Who runs the Abusix NOD list?

The NOD list is operated by Abusix, a company that provides network abuse management, email security data, and threat intelligence. For this list, Abusix focuses on domains that have only recently appeared in its DNS and email data, then exposes that signal to receiving mail systems.

Abusix uses NOD data as an early warning signal for newly active or newly registered domains.
A NOD hit is normally best used with other evidence, such as authentication results, domain reputation, message content, and sending pattern.
New domains used for legitimate launches, migrations, and new subdomains can appear on the blacklist without abuse.

How should you interpret a NOD hit?

Treat a NOD hit as a risk signal, not a verdict. A new domain can be part of a normal launch, but new or newly active domains are also common in phishing, malware delivery, and spam campaigns because they have little reputation history.
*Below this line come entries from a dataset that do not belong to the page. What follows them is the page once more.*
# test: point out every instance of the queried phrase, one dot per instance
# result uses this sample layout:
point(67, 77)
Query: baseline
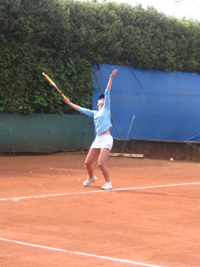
point(98, 191)
point(80, 253)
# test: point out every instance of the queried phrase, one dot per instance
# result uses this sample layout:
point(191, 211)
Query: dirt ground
point(150, 218)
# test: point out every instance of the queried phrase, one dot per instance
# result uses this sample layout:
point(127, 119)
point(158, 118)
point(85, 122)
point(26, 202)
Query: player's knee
point(101, 164)
point(87, 163)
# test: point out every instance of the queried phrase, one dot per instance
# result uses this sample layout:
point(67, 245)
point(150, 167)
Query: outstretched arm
point(74, 106)
point(110, 79)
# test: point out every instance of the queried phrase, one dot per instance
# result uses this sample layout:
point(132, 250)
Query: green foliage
point(64, 37)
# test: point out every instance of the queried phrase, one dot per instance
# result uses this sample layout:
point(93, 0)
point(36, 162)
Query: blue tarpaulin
point(166, 105)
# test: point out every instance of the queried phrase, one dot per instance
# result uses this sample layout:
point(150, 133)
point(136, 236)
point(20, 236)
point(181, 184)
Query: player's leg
point(91, 157)
point(103, 156)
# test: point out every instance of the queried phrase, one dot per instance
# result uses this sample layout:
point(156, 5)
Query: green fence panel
point(45, 132)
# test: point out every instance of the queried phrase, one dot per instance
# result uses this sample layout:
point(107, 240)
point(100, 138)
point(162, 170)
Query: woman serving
point(103, 142)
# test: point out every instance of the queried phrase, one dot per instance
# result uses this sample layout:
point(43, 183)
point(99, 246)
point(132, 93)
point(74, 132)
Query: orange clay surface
point(47, 218)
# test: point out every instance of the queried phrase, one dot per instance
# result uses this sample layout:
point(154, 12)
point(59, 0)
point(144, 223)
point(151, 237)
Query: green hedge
point(63, 38)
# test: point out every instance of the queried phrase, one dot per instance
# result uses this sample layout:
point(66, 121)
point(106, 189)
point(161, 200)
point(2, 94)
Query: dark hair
point(101, 96)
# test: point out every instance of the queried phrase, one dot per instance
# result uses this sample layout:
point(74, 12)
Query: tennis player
point(103, 142)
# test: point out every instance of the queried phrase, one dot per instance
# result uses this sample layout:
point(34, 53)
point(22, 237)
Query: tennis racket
point(53, 84)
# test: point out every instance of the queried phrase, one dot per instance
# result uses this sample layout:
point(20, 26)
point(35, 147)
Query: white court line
point(81, 253)
point(98, 191)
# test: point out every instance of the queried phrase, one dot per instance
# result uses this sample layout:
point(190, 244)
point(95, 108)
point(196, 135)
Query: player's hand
point(67, 101)
point(113, 73)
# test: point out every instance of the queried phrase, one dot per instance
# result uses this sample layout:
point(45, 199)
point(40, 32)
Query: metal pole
point(128, 133)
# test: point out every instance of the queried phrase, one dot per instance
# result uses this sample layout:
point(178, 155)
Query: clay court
point(150, 218)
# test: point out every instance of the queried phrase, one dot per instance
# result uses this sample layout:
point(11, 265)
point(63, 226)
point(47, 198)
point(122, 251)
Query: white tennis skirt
point(103, 141)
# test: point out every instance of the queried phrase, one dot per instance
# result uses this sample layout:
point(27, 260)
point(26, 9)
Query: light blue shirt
point(101, 118)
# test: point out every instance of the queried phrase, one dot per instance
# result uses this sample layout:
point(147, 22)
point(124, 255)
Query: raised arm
point(110, 79)
point(74, 106)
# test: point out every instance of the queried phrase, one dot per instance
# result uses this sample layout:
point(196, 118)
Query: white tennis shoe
point(89, 181)
point(107, 186)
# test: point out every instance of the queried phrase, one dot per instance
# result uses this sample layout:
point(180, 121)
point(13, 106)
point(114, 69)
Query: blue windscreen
point(166, 105)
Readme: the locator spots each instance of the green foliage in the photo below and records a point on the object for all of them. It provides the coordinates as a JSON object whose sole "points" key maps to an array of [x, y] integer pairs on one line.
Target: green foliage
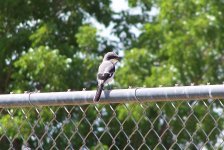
{"points": [[50, 46], [86, 38], [41, 68]]}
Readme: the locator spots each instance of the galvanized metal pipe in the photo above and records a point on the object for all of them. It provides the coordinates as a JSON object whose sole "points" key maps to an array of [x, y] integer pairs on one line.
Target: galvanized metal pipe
{"points": [[114, 96]]}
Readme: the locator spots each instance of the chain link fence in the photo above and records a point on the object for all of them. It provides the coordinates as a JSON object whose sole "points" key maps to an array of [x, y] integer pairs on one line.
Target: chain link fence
{"points": [[148, 125]]}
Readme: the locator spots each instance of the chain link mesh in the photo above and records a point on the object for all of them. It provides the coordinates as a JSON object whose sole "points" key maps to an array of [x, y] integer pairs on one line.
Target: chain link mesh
{"points": [[162, 125]]}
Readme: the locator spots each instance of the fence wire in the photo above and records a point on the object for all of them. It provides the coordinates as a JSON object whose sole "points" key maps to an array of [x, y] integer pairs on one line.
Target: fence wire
{"points": [[147, 125]]}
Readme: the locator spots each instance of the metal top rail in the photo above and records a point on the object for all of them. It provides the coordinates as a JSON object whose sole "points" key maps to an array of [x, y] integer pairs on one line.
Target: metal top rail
{"points": [[114, 96]]}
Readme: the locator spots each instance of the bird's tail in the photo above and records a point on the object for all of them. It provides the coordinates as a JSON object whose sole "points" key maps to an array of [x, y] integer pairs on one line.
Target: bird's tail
{"points": [[98, 92]]}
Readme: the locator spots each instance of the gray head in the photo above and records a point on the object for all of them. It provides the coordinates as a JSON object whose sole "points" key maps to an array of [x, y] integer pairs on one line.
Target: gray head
{"points": [[111, 56]]}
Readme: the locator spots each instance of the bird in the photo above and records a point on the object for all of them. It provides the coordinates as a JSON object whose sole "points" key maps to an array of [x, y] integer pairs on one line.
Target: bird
{"points": [[106, 72]]}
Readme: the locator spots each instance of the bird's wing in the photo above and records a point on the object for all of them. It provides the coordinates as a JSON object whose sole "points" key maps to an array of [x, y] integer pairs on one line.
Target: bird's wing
{"points": [[106, 70]]}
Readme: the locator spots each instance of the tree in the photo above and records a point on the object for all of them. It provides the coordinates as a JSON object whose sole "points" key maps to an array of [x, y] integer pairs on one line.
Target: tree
{"points": [[50, 46]]}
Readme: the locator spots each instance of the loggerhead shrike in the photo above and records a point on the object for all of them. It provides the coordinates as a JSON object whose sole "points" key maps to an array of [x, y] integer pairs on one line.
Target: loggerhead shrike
{"points": [[106, 72]]}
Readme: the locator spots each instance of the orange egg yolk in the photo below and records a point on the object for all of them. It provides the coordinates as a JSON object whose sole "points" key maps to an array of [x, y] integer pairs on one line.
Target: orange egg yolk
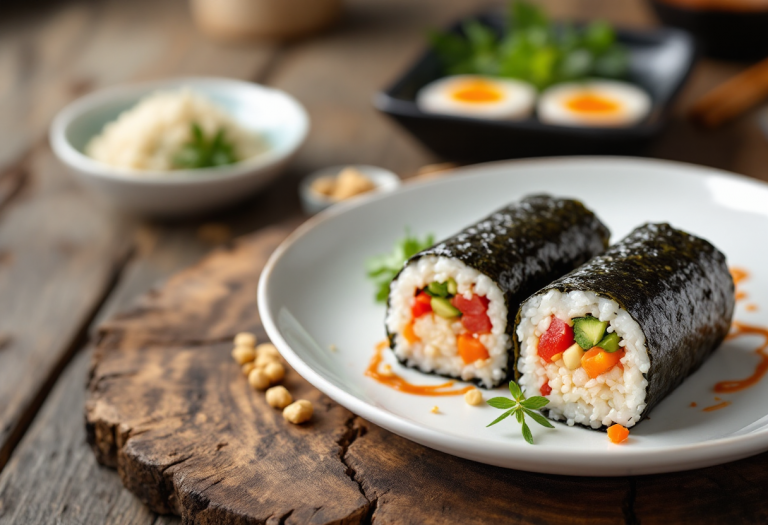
{"points": [[592, 103], [477, 92]]}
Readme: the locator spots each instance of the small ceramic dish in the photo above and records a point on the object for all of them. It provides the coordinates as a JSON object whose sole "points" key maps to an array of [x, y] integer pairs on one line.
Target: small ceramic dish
{"points": [[660, 63], [277, 117], [312, 202]]}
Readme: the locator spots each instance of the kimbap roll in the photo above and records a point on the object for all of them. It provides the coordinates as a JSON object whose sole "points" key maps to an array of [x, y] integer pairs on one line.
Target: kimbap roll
{"points": [[610, 340], [451, 308]]}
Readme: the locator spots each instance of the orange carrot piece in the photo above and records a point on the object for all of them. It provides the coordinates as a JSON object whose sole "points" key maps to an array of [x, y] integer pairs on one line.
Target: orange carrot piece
{"points": [[617, 433], [409, 334], [471, 349], [597, 361]]}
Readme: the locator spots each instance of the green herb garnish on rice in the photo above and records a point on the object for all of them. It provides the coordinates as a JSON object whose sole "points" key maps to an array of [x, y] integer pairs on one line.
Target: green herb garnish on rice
{"points": [[383, 268], [205, 152], [520, 407]]}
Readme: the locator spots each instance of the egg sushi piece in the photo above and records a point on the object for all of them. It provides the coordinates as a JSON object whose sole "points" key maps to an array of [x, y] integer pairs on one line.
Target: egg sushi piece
{"points": [[605, 103], [478, 96]]}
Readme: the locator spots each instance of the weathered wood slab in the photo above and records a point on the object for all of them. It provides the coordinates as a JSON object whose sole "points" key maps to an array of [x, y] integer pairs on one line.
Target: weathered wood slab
{"points": [[169, 409]]}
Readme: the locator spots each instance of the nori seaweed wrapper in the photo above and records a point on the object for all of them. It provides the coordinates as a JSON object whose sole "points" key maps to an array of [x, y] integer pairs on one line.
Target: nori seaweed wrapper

Check the bounce message or mail log to confirm that Abusix NOD is the reason for the rejection or score increase.
Confirm that SPF, DKIM, and DMARC pass for the domain and that the visible From domain matches the authenticated sending domain.
Review sending sources before changing DNS or requesting delisting. In Suped's product, DMARC aggregate reports help identify which services are legitimately sending for the domain while the short NOD listing expires.
Keep volume conservative for new domains and subdomains until mailbox providers have enough positive history.

How do I get removed from the Abusix NOD list?

Because the list has an automatic 25-hour expiration policy, many NOD listings clear without manual action. If a listing is causing urgent delivery problems, request removal. Delisting is free, but Abusix requires an account to limit abuse of the delisting system.

To request delisting, visit the Abusix Lookup and Delisting page. Enter the domain, and if it is listed, follow the on-screen instructions to create a free account and submit the removal request. Abusix says delists are processed immediately, though it can take up to five minutes for the change to propagate to services that use the list.

What is the impact of an Abusix NOD listing?

The impact is usually medium and depends on how the receiving mail server uses the blacklist. Since Abusix does not label every NOD entry as malicious, many filters use the listing as scoring data instead of a reason to block the message outright. That can push messages toward spam or junk when other signals are also weak.

Some receivers use stricter rules and reject mail temporarily when a domain appears on the blocklist. The short 25-hour listing window limits the duration, but a sender with poor authentication, sudden high volume, suspicious URLs, or other reputation issues can still see broader delivery problems after the NOD listing expires.